La Commissione Europea conosce talmente bene questo sistema di calcolo da usarne uno molto simile (anche nei risultati) nel monitoraggio del debito degli stati membri, salvo poi dimenticarlo nel cassetto ogni qualvolta si affronta il “tema” Italia. Nelle trattative che il governo italiano sta conducendo in Europa per ottenere maggiore capacità di spesa il rapporto della SM dovrebbe darci maggior fiducia nei nostri mezzi e obiettivi. Se da un lato è vero, come spiega Bernd Raffelhüschen , presidente della SM, che i mercati «ragionano in orizzonti molto più brevi e non hanno la pazienza di guardare alle prospettive nell’arco di decenni», dall’altro, il nostro paese si candida ad essere l’economia più stabile d’Europa «sempre che – commenta cinico l’economista – qualcosa non ammazzi prima l’Italia».
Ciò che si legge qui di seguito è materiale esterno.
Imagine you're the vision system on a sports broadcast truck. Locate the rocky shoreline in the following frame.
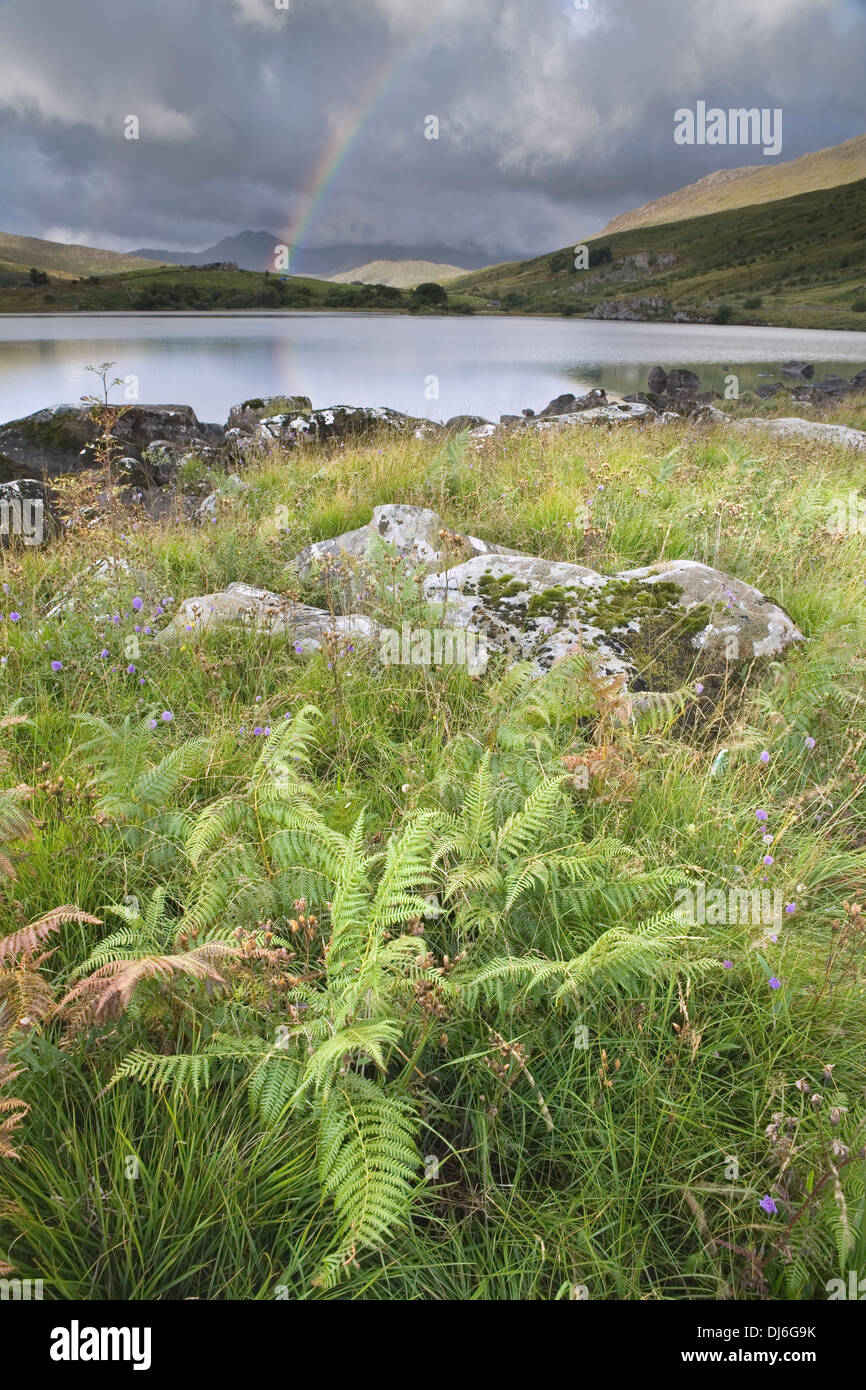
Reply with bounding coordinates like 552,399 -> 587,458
0,361 -> 866,520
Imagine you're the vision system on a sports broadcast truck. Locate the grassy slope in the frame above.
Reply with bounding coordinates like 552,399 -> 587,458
453,179 -> 866,329
0,265 -> 480,314
329,260 -> 466,289
0,232 -> 165,277
0,400 -> 866,1300
601,135 -> 866,236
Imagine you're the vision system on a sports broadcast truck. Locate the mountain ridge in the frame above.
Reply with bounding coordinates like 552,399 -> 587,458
596,135 -> 866,236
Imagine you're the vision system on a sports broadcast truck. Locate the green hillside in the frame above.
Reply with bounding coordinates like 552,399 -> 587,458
0,265 -> 473,314
0,232 -> 160,277
602,135 -> 866,236
449,179 -> 866,329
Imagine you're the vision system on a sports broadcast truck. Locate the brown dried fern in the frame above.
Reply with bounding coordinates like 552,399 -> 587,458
0,1045 -> 29,1159
0,906 -> 101,965
57,941 -> 240,1027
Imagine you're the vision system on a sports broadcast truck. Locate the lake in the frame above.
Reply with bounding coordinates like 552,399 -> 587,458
0,311 -> 866,423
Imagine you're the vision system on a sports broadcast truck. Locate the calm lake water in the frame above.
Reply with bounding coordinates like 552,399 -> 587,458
0,311 -> 866,421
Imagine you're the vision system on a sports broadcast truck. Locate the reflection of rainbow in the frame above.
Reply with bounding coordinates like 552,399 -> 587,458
282,18 -> 434,268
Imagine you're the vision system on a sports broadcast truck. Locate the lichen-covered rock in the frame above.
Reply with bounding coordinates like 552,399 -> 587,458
158,584 -> 374,652
733,411 -> 866,453
0,404 -> 222,485
227,406 -> 430,457
535,386 -> 610,420
424,555 -> 802,678
292,502 -> 516,581
163,503 -> 802,692
225,396 -> 313,432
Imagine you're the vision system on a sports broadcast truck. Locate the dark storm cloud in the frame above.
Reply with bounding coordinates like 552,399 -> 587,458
0,0 -> 866,253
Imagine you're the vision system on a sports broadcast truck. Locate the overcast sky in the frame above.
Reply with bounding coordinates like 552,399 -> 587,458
0,0 -> 866,254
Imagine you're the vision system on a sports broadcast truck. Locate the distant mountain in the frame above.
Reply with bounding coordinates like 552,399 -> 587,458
448,178 -> 866,333
598,135 -> 866,236
0,232 -> 160,277
331,260 -> 466,289
129,232 -> 513,284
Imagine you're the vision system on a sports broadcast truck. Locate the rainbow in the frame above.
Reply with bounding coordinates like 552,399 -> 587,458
282,18 -> 434,271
Il punto è che quando si parla di spesa sanitaria e pensionistica in gioco non ci sono i numeri ma persone in carne ed ossa. Se non teniamo la schiena dritta e continuiamo ad accettare tagli sulla vita delle attuali e delle future generazioni non ci sarà bisogno di “qualcosa” che ci venga ad ammazzare, lo faremo da soli.